Last year, I was shy and sluggish, not wanting to do anything. Homework would be assigned two days before it was due, I would be up until 1 o'clock the day before sprinting to finish. I was encouraged to talk in class, but the butterflies in my stomach were fluttering a little too fast for me. I wanted to do well in school, I knew I had to. The parents, the teachers, my younger sister and friends, they all looked at me like I was genius. As if I was programmed to do well, computer-like. Automatically expected to succeed. "I think I failed that test," I would say. My friends would reply, "Sam, I'm sure you did fine, you always do. You always study hard."



But the funny thing was, I probably hadn't. The hours that should have been spent studying were on Facebook. With my friends. Or texting. I had no motivation to cross the threshold into the lands of in depth thinking nor immerse myself into my academics. In the past I had gotten nearly perfect grades, been involved in masses of activities, and actually had a social life. Why was freshman year so different?


It took me a whole summer to understand, but I discovered my laziness occurred because it could. I didn't have to be interested in a subject to do well. I read, understood the storyline, and passed. Throughout the short time I have been reading The Kite Runner, I realized I could take two different routes. The first being the quickest. Read, get it over with, and not learn anything. The second road would be a little more challenging, but worth it in the end. Read with care, enjoy it, and understand the authors lessons and learn from them.


I can relate to Robert Frost's poem, The Road Not Taken.

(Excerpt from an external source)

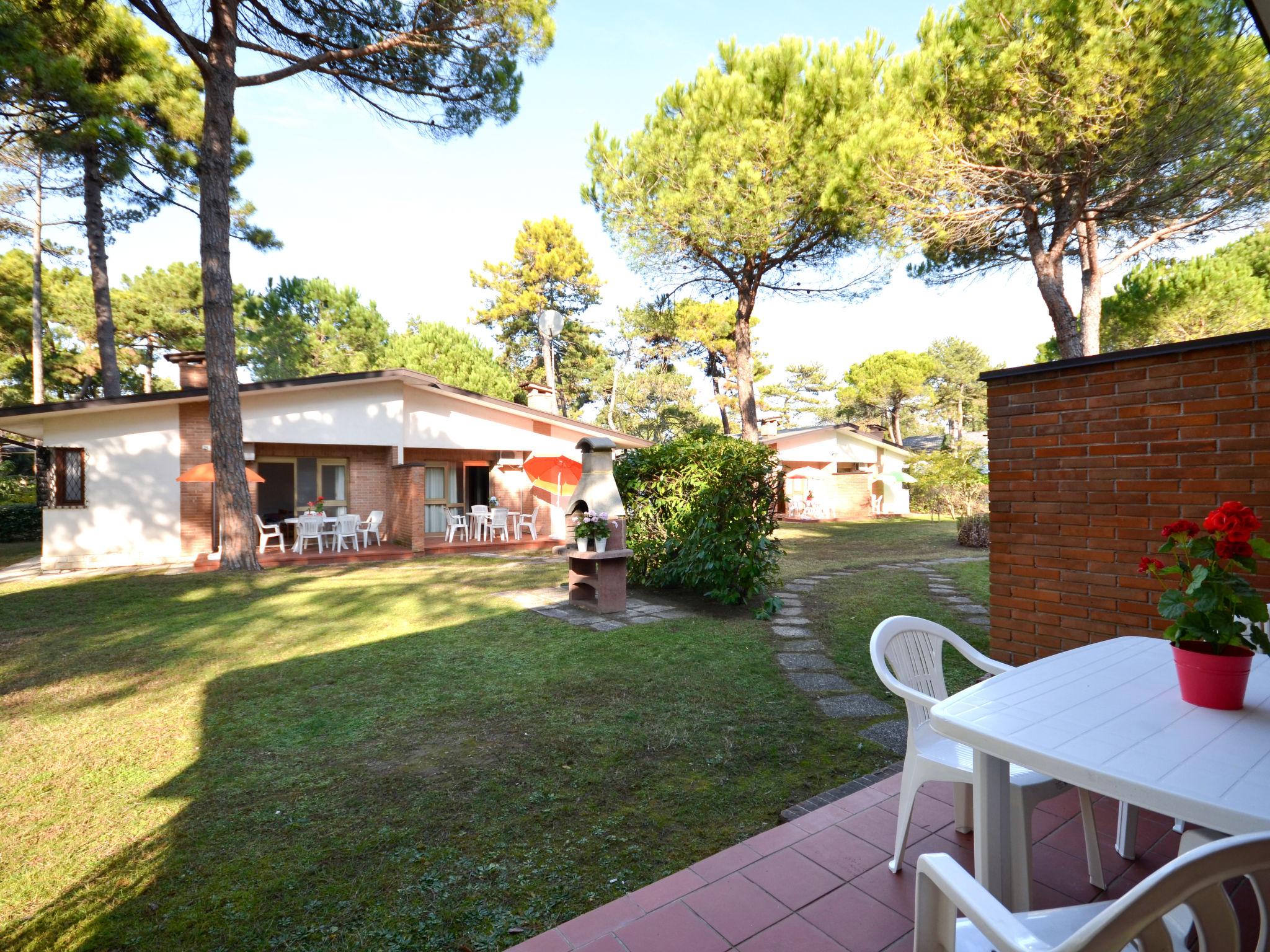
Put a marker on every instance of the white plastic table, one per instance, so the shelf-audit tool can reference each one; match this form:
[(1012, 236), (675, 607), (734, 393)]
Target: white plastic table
[(1109, 718)]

"Two roads diverged in a yellow wood,

And sorry I could not travel both

And be one traveler, long I stood

And looked down one as far as I could

To where it bent in the undergrowth;


Then took the other, as just as fair,

And having perhaps the better claim

Because it was grassy and wanted wear,

Though as for that the passing there

Had worn them really about the same,



And both that morning equally lay

In leaves no step had trodden black.

Oh, I marked the first for another day!

Yet knowing how way leads on to way

I doubted if I should ever come back.


I shall be telling this with a sigh

Somewhere ages and ages hence:

Two roads diverged in a wood, and I,

I took the one less traveled by,

And that has made all the difference."



I learned from our discussions of The Kite Runner that you have to read carefully and try to understand things, rather than skipping right past them. You can either attempt or not attempt, and as Robert Frost tells us, the harder, less traveled route is the one that benefits us in the end.

I read the two chapters of The Kite Runner as fast as I could, to get through it and move on to other homework. But after discussing it with our class, I saw all the things I missed. Where was my mind while i was reading? Merely floating along the text, being just another piece of driftwood in the river of paragraphs? How did I fail to notice the beautiful symbolism and detailed metaphors Husseini gives? While we talked about it in class, it shocked me how a quick two pages can give off such an impression. If he can do that in two pages, I can't even imagine how much he will do with the rest of the book.

I have decided I don't want to miss out anymore. I want to care, and I want to know. I desire to be part of the light in our classroom, guiding everyone through the dark, unexplored parts of the texts we read.